The Program in Comparative & World Literature (CWL) is now the Department of Comparative & World Literature.
Faculty voted unanimously to reorganize into a department in 2007 and again in 2021. The proposal received approval from the Illinois Board of Higher Education in August, following its approval by the UIUC Senate Educational Policy Committee last year.
Interim department head Harriet Murav said the reorganization reflects the work that has already been happening for years.
“The department is the primary unit on campus,” said Murav. “Why be a program when we’ve always acted as a department?
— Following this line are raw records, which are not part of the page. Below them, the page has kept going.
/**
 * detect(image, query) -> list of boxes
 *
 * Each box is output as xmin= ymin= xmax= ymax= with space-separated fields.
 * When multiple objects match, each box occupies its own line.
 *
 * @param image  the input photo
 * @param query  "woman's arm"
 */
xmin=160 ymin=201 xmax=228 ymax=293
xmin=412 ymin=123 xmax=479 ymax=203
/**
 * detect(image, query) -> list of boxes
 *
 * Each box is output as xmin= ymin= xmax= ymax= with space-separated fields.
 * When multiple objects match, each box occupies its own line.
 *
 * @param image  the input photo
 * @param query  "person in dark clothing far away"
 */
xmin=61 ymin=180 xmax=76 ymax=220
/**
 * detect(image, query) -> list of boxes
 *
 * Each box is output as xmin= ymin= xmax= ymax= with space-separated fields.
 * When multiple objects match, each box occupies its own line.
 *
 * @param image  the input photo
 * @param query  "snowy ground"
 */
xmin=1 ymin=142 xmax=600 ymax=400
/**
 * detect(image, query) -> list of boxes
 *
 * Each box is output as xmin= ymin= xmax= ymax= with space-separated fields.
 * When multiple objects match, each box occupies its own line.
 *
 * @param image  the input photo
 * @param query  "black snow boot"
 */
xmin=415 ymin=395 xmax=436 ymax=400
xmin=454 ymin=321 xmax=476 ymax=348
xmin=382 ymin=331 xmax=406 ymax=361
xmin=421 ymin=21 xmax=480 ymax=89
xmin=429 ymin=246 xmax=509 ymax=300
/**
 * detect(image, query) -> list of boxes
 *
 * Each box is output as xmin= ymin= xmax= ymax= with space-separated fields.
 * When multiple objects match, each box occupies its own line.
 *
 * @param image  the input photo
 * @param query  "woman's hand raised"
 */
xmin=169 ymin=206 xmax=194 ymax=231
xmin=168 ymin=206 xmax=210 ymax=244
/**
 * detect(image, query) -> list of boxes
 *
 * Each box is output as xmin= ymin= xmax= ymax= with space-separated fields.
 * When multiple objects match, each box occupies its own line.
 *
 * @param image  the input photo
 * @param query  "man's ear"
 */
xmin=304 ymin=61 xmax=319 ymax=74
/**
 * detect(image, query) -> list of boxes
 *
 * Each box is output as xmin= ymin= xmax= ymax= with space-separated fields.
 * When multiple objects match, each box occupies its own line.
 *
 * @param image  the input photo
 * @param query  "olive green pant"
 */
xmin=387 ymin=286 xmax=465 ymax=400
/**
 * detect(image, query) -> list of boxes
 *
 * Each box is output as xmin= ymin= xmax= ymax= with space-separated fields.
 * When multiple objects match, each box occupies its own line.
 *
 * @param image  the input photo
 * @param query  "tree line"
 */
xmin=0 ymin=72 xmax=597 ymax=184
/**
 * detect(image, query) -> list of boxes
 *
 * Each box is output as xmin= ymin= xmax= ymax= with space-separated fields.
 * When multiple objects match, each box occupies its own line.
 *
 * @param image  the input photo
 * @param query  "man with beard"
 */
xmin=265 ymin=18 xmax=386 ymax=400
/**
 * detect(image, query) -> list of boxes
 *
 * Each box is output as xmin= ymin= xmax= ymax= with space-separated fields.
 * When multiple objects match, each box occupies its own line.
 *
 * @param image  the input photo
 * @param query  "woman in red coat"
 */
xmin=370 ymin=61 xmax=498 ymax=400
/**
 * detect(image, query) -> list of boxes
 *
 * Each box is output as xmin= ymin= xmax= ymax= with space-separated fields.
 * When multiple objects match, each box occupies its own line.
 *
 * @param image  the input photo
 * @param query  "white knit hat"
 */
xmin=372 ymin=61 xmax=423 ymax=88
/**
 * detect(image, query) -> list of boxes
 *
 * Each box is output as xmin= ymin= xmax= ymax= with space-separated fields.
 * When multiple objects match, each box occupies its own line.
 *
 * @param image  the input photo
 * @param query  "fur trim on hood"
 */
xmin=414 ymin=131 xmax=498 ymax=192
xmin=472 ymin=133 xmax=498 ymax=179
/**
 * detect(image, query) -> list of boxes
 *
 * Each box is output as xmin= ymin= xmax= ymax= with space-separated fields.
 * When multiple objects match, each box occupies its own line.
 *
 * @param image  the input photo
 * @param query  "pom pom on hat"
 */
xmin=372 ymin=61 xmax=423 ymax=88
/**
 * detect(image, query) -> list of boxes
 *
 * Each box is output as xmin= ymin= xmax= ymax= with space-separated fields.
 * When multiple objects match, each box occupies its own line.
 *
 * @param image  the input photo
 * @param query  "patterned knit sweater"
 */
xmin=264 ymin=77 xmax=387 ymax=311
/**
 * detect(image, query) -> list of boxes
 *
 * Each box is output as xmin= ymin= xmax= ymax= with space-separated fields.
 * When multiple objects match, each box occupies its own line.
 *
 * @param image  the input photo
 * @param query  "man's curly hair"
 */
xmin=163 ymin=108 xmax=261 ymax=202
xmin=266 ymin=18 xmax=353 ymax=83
This is just a way of bringing what already exists on the ground to greater visibility for both students and faculty.”
The reorganization proposal stated that in all respects, CWL has already been functioning like a regular department, with tenure-track and tenured faculty, degree programs at both the undergraduate and graduate levels, and an administrative structure similar to those of comparable departments.
Murav said another key point was that other programs in comparative literature at peer institutions are organized as departments, not programs.
“It’s advantageous in recruitment, prestige of our department and faculty, and just to be on the same level as others,” she said.
The Comparative & World Literature program was founded in 1967 and has been at the forefront of interdisciplinary teaching and research in humanities ever since. Its focus is on the study of national literatures and cultures in the original language, meaning students must develop a strong competence in multiple languages and cultures.
“Before everyone else went global, we were already there,” said Murav. “We teach courses on literatures of Africa, Asia, and many other regions and territories that most traditional programs only started offering very recently.”
CWL was one of the first to offer and emphasize non-Western and cross-cultural perspectives, and world literature—from Asia and Africa to Europe and the Americas—is an area where CWL continues to excel today.
“This is a course of study that takes you to other languages, cultures, regions, and times, other concepts outside the world of Anglo-American literature, culture, and history,” said Murav. “This is a department where the study of literature in its original language matters, and by putting together more than one literary tradition and looking at concepts, institutions, and forms of expression in multiple languages from multiple regions, we get a perspective that you don’t get anywhere else.”